Graduation Year


Document Type

Capstone Project

Project Type


Degree Name

Master of Science in Occupational Therapy


Occupational Therapy

Program Chair

Julia Wilbarger, PhD, OTR/L

Faculty Advisor

Gina Tucker-Roghi, OTD, OTR/L


Approximately two thirds of skilled nursing facilities (SNFs) residents in the United States have some form of cognitive impairment such as dementia (Gaugler,, 2014). Care practices in SNFs highlighting safety and therapeutic exercises may further isolate and decrease social opportunities, which can contribute to sensory deprivation in this population and result in lower quality of life (Haigh & Mytton, 2015; Nakamae et al., 2014). COVID-19 visitation restrictions, as well as ongoing barriers of geographical distance, present additional challenges when seeking to engage PLwD residing in SNFs in meaningful social occupations.

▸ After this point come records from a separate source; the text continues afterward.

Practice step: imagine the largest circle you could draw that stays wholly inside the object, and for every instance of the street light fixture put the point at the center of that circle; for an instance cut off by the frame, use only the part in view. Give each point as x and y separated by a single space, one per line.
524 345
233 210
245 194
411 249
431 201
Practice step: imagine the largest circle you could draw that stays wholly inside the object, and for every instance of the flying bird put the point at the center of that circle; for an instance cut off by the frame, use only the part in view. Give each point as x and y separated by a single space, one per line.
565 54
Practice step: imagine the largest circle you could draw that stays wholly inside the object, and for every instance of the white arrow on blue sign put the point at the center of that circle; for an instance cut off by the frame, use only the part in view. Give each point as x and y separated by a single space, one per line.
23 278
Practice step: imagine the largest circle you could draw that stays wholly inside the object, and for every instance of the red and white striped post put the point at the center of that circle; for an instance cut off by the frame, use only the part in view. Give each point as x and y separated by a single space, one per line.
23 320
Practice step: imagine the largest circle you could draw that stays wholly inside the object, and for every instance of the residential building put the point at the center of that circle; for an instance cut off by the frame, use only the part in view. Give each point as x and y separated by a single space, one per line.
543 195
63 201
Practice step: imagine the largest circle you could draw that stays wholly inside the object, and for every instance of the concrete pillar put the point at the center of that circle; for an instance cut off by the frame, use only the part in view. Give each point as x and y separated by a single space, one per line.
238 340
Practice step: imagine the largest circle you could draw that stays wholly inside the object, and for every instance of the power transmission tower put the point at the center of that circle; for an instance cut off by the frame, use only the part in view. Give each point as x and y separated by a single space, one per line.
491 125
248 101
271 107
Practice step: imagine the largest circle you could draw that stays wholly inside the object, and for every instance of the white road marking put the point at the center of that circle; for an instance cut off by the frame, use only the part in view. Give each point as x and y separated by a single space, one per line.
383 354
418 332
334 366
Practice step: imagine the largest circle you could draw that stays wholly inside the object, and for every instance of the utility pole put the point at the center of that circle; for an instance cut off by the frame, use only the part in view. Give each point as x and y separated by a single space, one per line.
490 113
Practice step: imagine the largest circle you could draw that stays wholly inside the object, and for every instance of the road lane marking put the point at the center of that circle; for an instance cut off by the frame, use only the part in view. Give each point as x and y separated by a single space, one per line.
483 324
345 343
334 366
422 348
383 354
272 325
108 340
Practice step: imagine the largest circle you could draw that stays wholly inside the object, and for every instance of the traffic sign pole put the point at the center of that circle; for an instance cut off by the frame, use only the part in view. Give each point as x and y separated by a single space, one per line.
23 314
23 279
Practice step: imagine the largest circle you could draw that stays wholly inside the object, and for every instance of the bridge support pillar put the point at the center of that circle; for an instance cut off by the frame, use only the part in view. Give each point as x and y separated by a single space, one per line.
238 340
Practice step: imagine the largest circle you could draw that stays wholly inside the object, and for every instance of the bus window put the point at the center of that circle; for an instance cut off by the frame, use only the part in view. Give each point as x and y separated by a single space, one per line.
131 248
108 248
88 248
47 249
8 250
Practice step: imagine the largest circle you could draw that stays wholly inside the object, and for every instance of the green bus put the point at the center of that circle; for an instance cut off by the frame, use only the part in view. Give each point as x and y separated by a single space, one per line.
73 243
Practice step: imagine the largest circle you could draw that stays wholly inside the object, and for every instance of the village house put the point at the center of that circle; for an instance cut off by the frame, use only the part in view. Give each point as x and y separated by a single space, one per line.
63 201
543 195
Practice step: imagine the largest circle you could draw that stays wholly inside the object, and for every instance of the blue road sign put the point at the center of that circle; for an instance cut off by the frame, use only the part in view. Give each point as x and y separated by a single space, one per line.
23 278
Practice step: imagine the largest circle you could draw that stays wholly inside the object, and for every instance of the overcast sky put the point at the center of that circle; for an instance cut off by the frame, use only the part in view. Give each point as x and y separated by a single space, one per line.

Reminiscence has potential to remediate effects of isolation and sensory deprivation among PLwD. (Nakamae et al., 2014) (Lohda & De Sousa, 2019). Ouslander & Grabowski (2020) have looked to virtual visitation as a potential modality to enhance social engagement and minimize physical barriers to visitation for PLwD. With approximately 20% of OTs and 56% of OTAs working in SNFs, occupational therapy practitioners (OTPs) have the opportunity to play a critical role in facilitating engagement in social participation (AOTA, 2015; Rafeedie et al., 2018). The Supported Family Visit through Reminiscence (SFVR) intervention is a tool designed to support OTPs in facilitating virtual reminiscence-based visits for PLwD and their loved ones.

The SFVR utilizes a visitation template that is populated with pictures, music, and videos in order to elicit long-term memories that will enhance engagement between the PLwD and visitor. With specific training on dementia, OTPs are in a unique position to promote engagement of social occupations among PLwD in SNFs. By expanding their scope of practice within SNFs, OTPs have the potential to contribute to the remodeling of the culture in SNFs and increase the focus on meaningful interactions, including those that address social occupations (Rafeedie et al., 2018).